Nearly three years ago, I reviewed in Jazz Times a CD that pianist Kenny Barron recorded with bassist Ray Drummond and drummer Ben Riley at Bradley’s, the lamented Greenwich Village club.
Barron takes “Solar” at a fast clip that does nothing to suppress his development of original melodic ideas or inventiveness in voicings. There’s not a cliche to be heard. Drummond aces another solo, Riley and Barron exchange eights and the three go into a long tag ending that culminates in a densely harmonic Latin vamp. It is an exciting performance.
To read the whole review, go here.
Sunnyside Records has issued a second volume of performances from Barron’s 1996 Bradley’s engagement and subtitled it, “The Perfect Set,” a claim with which I have no argument. On a solo version of Thelonious Monk’s seldom-heard “Shuffle Boil,” Barron’s harmonic and rhythmic wizardry includes what sound like references to the crippled cadences of stride masters like Donald Lambert and James P. Johnson. The trio follows with a fourteen-minute workout on Monk’s “Well You Needn’t” that took my breath away the first time I heard it…and the second. The title of Barron’s “The Only One” alludes to Monk. The melody line and the improvisation have Thelonious written all over them.
It was not an entirely Monk evening. Barron’s “Twilight Song,” a ballad tinted with Latin accents, and a quarter-hour exploration of “You Don’t Know What Love Is” complete the perfect set. There are few improvisers whom I care to hear play anything for fifteen minutes. Kenny Barron is one of them.

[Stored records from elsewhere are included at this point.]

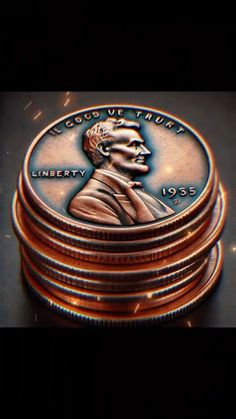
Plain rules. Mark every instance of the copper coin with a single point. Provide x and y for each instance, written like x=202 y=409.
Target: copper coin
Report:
x=139 y=270
x=160 y=286
x=119 y=246
x=121 y=257
x=148 y=316
x=118 y=172
x=101 y=284
x=114 y=302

Not incidentally, the beautifully recorded piano on which Barron performs is the Baldwin grand that Paul Desmond willed to Bradley’s. Since the club’s demise, it has been on loan to The Jazz Gallery, a nonprofit club in Lower Manhattan. On page 310 of The Public and Private Lives of Paul Desmond, you will find a picture of Renee Rosnes sitting at it. You didn’t think I’d pass up a chance to plug the book, did you?